Suggesting that Hillary Clinton was ever in a position to significantly influence tax law is patently false. All tax law is constitutionally mandated to initiate from the House of Representatives. She was the junior Senator from New York. Her potential to influence that area would be only marginally more significant than the average citizen’s. Members of the Senate just do not draft tax policy.
I don’t really see any of this as being about holding Trump individually responsible for anything per se, so much as highlighting a cultural inconsistency. The Republican Party has nominated Trump. Prominent members of that Party have definitely criticized (and I believe demonized) poor(er) people for not paying federal income tax. For those same people to now laud Trump as brilliant for presumably not paying those same taxes is, at the least, tone deaf. *I don’t think it matters for this portion of the discussion whether he actually did or did not pay tax, because the point is the contrast in the attitudes towards people of differing socio-economic strata. That said, Trump actually said “of course I did” when Anderson Cooper asked him if he used that write off to avoid paying any federal income taxes for more than a decade.
And suggesting that poor people who don’t pay income taxes are not contributing to society is both disingenuous and cruel. The majority of the 46–47% of the U.S. population who do not pay federal income taxes are regular wage workers, retirees, military personnel — in other words, people who have contributed and continue to contribute to society. Trump is certainly not of any more inherent value to society than all of those people are. When a “job creator” like Trump hires someone from the “lower classes” to perform labor he is not doing either that individual or the society as a whole some sort of magnanimous favor. He is purchasing a needed service. And, although I personally have no idea what Trump’s pay scale is for every worker he has ever employed, chances are fairly good that some of those workers have been employed at a wage that puts them below the threshold for accruing federal income tax debt. These are not people “just living off a system and requesting more taxes from the top to provide them.”

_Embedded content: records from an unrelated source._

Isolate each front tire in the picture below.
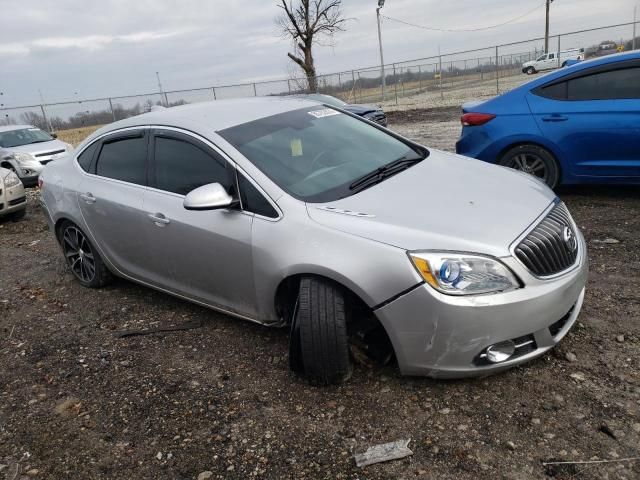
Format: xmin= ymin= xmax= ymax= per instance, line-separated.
xmin=526 ymin=66 xmax=536 ymax=75
xmin=294 ymin=277 xmax=352 ymax=385
xmin=58 ymin=221 xmax=113 ymax=288
xmin=499 ymin=144 xmax=560 ymax=188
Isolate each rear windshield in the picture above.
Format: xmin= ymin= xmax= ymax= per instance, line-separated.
xmin=218 ymin=107 xmax=424 ymax=202
xmin=0 ymin=128 xmax=54 ymax=148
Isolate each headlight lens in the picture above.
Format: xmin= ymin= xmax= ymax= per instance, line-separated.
xmin=409 ymin=252 xmax=520 ymax=296
xmin=10 ymin=152 xmax=35 ymax=164
xmin=3 ymin=170 xmax=22 ymax=188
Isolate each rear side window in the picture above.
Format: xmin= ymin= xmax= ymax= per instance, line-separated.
xmin=567 ymin=67 xmax=640 ymax=100
xmin=538 ymin=81 xmax=568 ymax=100
xmin=95 ymin=135 xmax=147 ymax=185
xmin=535 ymin=67 xmax=640 ymax=101
xmin=153 ymin=136 xmax=230 ymax=195
xmin=77 ymin=142 xmax=99 ymax=172
xmin=238 ymin=174 xmax=278 ymax=219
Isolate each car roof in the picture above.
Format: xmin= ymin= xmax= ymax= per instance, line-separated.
xmin=0 ymin=124 xmax=37 ymax=133
xmin=86 ymin=96 xmax=322 ymax=144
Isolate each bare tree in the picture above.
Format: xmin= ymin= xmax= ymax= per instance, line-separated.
xmin=277 ymin=0 xmax=347 ymax=92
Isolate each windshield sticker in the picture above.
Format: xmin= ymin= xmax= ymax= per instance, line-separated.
xmin=308 ymin=108 xmax=341 ymax=119
xmin=28 ymin=128 xmax=40 ymax=131
xmin=290 ymin=138 xmax=303 ymax=157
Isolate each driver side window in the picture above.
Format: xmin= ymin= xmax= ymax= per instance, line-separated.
xmin=152 ymin=134 xmax=231 ymax=195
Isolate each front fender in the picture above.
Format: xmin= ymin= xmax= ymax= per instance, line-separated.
xmin=250 ymin=201 xmax=423 ymax=321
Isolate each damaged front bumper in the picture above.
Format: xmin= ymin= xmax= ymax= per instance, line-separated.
xmin=374 ymin=240 xmax=588 ymax=379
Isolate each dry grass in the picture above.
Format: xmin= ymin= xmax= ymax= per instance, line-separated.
xmin=55 ymin=125 xmax=102 ymax=147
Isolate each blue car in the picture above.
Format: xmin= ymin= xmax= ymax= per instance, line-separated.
xmin=456 ymin=51 xmax=640 ymax=187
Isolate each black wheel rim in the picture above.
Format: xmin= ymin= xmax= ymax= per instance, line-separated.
xmin=62 ymin=226 xmax=96 ymax=283
xmin=506 ymin=153 xmax=549 ymax=184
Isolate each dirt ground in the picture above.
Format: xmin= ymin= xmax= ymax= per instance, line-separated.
xmin=1 ymin=108 xmax=639 ymax=480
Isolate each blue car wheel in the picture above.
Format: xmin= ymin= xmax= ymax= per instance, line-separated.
xmin=498 ymin=144 xmax=560 ymax=189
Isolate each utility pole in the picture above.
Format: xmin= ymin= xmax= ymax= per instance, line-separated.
xmin=545 ymin=0 xmax=554 ymax=53
xmin=156 ymin=71 xmax=167 ymax=106
xmin=38 ymin=89 xmax=53 ymax=133
xmin=634 ymin=5 xmax=637 ymax=51
xmin=376 ymin=0 xmax=386 ymax=101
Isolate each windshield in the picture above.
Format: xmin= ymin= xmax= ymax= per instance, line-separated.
xmin=536 ymin=55 xmax=547 ymax=61
xmin=0 ymin=127 xmax=54 ymax=148
xmin=219 ymin=106 xmax=426 ymax=203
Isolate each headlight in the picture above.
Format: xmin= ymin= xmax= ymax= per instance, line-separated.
xmin=9 ymin=152 xmax=35 ymax=164
xmin=3 ymin=170 xmax=22 ymax=188
xmin=409 ymin=252 xmax=520 ymax=296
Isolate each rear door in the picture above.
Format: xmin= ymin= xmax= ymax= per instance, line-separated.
xmin=141 ymin=128 xmax=256 ymax=318
xmin=527 ymin=60 xmax=640 ymax=178
xmin=77 ymin=128 xmax=153 ymax=279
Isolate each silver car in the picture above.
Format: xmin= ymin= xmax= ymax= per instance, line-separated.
xmin=0 ymin=166 xmax=27 ymax=220
xmin=0 ymin=125 xmax=73 ymax=187
xmin=39 ymin=98 xmax=588 ymax=384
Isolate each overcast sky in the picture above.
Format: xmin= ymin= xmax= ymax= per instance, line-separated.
xmin=0 ymin=0 xmax=636 ymax=106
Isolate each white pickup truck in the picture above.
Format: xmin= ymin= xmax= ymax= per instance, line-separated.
xmin=522 ymin=48 xmax=584 ymax=74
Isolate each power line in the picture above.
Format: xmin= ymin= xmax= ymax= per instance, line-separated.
xmin=381 ymin=2 xmax=547 ymax=33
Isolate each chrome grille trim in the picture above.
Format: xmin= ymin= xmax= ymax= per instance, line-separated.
xmin=513 ymin=202 xmax=579 ymax=278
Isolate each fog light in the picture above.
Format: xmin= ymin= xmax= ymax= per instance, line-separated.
xmin=486 ymin=340 xmax=516 ymax=363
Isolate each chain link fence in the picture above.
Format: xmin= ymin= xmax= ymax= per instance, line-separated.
xmin=1 ymin=21 xmax=637 ymax=132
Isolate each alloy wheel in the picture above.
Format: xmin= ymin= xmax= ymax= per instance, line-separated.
xmin=506 ymin=153 xmax=549 ymax=184
xmin=62 ymin=226 xmax=96 ymax=283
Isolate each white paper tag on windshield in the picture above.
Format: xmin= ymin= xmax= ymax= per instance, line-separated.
xmin=308 ymin=108 xmax=341 ymax=119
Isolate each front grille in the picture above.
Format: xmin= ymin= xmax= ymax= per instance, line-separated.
xmin=35 ymin=149 xmax=65 ymax=158
xmin=9 ymin=196 xmax=26 ymax=206
xmin=514 ymin=202 xmax=578 ymax=277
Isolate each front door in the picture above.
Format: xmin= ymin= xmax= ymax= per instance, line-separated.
xmin=141 ymin=129 xmax=256 ymax=318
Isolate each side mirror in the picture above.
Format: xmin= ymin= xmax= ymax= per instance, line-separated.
xmin=183 ymin=183 xmax=236 ymax=211
xmin=50 ymin=133 xmax=58 ymax=139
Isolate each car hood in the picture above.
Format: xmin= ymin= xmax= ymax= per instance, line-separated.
xmin=2 ymin=139 xmax=69 ymax=156
xmin=344 ymin=104 xmax=382 ymax=115
xmin=306 ymin=150 xmax=556 ymax=257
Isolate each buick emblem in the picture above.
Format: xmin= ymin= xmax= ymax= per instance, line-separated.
xmin=563 ymin=227 xmax=578 ymax=252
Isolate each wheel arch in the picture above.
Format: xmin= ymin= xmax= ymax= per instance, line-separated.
xmin=276 ymin=272 xmax=396 ymax=366
xmin=496 ymin=139 xmax=564 ymax=182
xmin=274 ymin=272 xmax=373 ymax=324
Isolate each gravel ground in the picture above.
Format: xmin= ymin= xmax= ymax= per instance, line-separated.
xmin=1 ymin=109 xmax=639 ymax=480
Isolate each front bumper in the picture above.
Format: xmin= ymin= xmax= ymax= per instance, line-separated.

On something of a side not: if the media is not taking a broad enough or fair enough view of Trump’s tax data, he has no one to blame but himself. He could release the information at any time, just as every other candidate for decades has done. He could take the time to explain himself. He does not. Trump has demanded transparency of other candidates/officials in the past regarding things that no one had ever previously been even asked to display. It does seem suspicious, and perhaps insulting, that he now refuses to provide any transparency in one area in which candidates have traditionally been transparent, and the one realm that might best highlight whether or not he actually is qualified to do the job he seeks. His CV for the position consists of nothing more than his claim that he is a great and highly successful businessman. Let’s see that on paper.